1:42 pm on Nov 4, 2003 (gmt 0)

WebmasterWorld Senior Member 10+ Year Member



Well, I'm not old, BUT there are a couple of possibilities.

It is AFAIK not certain whether surfing to a page with the Google toolbar tells Googlebot to visit it or not.

If you have external links on that page to sites that have their log files public, it can be found as a referrer there and thus spidered.

Web Footed Newbie

1:50 pm on Nov 4, 2003 (gmt 0)

10+ Year Member



Okay, so you want an orphan page? Depending on your purpose, it may make sense. BUT, if you don't want it to be crawled, don't publish it on the web. Eventually, someone you don't know will place a link to it, and it probably would get crawled.

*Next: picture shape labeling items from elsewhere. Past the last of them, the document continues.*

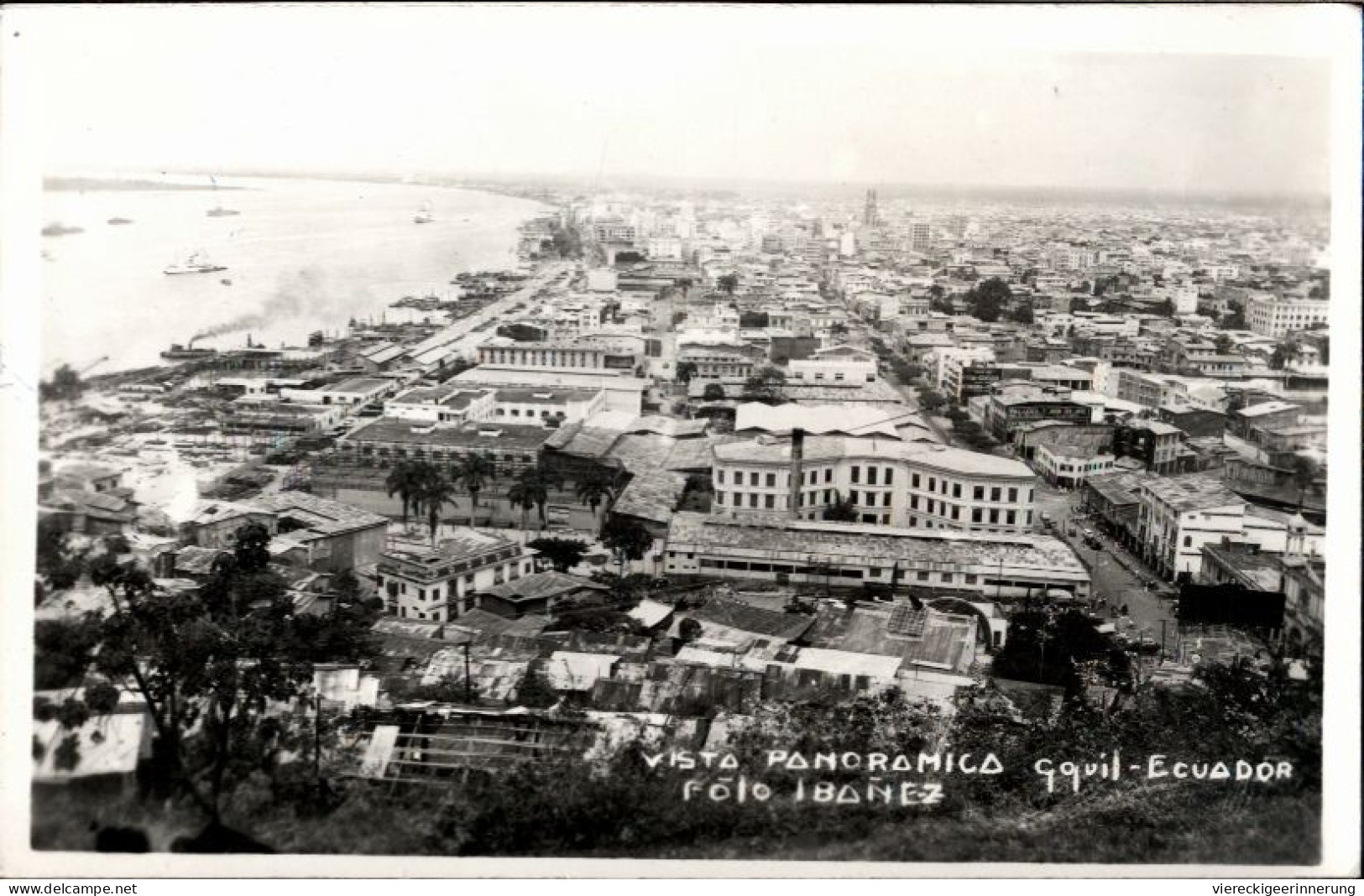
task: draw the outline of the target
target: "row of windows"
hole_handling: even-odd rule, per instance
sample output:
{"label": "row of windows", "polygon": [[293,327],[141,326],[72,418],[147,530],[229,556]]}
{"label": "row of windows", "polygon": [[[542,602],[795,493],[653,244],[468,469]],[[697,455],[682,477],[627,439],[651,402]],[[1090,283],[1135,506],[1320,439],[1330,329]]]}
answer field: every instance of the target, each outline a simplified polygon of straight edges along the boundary
{"label": "row of windows", "polygon": [[[910,510],[921,510],[921,509],[923,510],[923,513],[937,514],[937,516],[943,517],[944,520],[956,520],[956,521],[962,520],[962,507],[960,506],[958,506],[958,505],[949,505],[945,501],[934,501],[934,499],[929,498],[929,499],[926,499],[923,502],[923,505],[921,507],[919,506],[919,498],[918,498],[918,495],[913,495],[910,498]],[[910,517],[910,525],[915,525],[917,520],[918,520],[918,517]],[[990,524],[990,525],[1001,525],[1003,524],[1003,525],[1007,525],[1007,526],[1012,526],[1012,525],[1018,525],[1019,520],[1023,520],[1024,525],[1033,525],[1033,511],[1031,510],[1027,510],[1027,511],[997,510],[994,507],[990,507],[989,510],[986,510],[983,507],[971,507],[971,522],[975,522],[975,524],[982,524],[982,525],[983,524]],[[929,528],[930,529],[933,528],[932,522],[929,522]]]}
{"label": "row of windows", "polygon": [[[738,570],[745,573],[776,573],[784,576],[824,576],[829,578],[883,578],[889,577],[889,570],[859,570],[847,569],[836,566],[794,566],[790,563],[767,563],[758,561],[712,561],[701,559],[701,569],[727,569]],[[908,578],[908,573],[902,574],[903,578]],[[956,573],[938,573],[937,581],[943,585],[955,585],[958,582]],[[917,582],[933,581],[933,573],[929,570],[918,570],[914,573],[914,580]],[[993,580],[989,580],[993,581]],[[962,584],[977,585],[979,584],[979,576],[975,573],[962,573]]]}
{"label": "row of windows", "polygon": [[[952,498],[962,496],[962,483],[949,483],[947,479],[938,479],[937,476],[921,476],[919,473],[913,473],[910,476],[910,488],[921,488],[925,486],[928,491],[937,492],[940,495],[951,494]],[[1019,501],[1020,490],[1016,487],[1005,486],[973,486],[971,487],[971,501],[989,501],[992,503],[1011,503],[1016,505]],[[1034,499],[1034,490],[1027,490],[1027,501]]]}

If you do want it crawled, put some internal and external links to it.

If it's a page just for your friends, it can still eventually get crawled, what I refer to as "engine magic."

What is the purpose of the orphan page? If it is "for your eyes only" put a sign in function on your site to access the page.
WFN:)

Mohamed_E

2:10 pm on Nov 4, 2003 (gmt 0)

WebmasterWorld Senior Member 10+ Year Member



WFN has hit the nail on the head.

It is unlikely that a file with no links will get crawled, but if you want to make it unavailable to spiders (or anyone unauthorized) the only safe way is to protect it with a password.

Bud_Bundy

2:10 pm on Nov 4, 2003 (gmt 0)

10+ Year Member



When I built shtml pages, I inserted a <!--#include virtual="note.html" --> line on every page. That "note.html" was a link directory to every other pages. In a couple of months, all of the pages had been indexed by google bots. I didn't put any links to "note.html", I just threw the "note.html" in the root as with other shtml files. (SEE: the "<!--#include virtual="note.html" -->" is not a url link).

So, I was assuming that if I had a page and put it in the root along with other files, it would still get indexed by the SE bots/spiders since the bots would first seek the root directory and go from that point to every other pages. If I didn't want my file to get indexed, I could still add a line or two of some sort of commands in that file that prevents the bots from crawling, couldn't I?

Reflect

6:29 pm on Nov 4, 2003 (gmt 0)

10+ Year Member



Yes you can add the META...

<meta name="robots" content="noindex,nofollow">

You can also add to your robots.txt file to dissallow.

In the end though with rouge spiders/bots and curious people (like myself) I would recomend the same as above. Remove IUSR (If on a Wins server) or modify your .htaccess (If on Apache). That way it is restricted on read access.

Brian

Ambergreen

5:13 pm on Nov 5, 2003 (gmt 0)

10+ Year Member



When I built shtml pages, I inserted a <!--#include virtual="note.html" --> line on every page.

This is what is called server side includes (SSI) This basically means that you include the contents of note.html on to every page. This is done on the server level so that as far as any spiders would see note.html is just another part of the original file, hence following all the links from it.

As for the Original question, WFN and Mohamed_E were spot on, password protecting and robots.txt exclusioon will significantly reduce the risk of the page being spidered but the only true way to ensure it would be never to publish it online in the first place.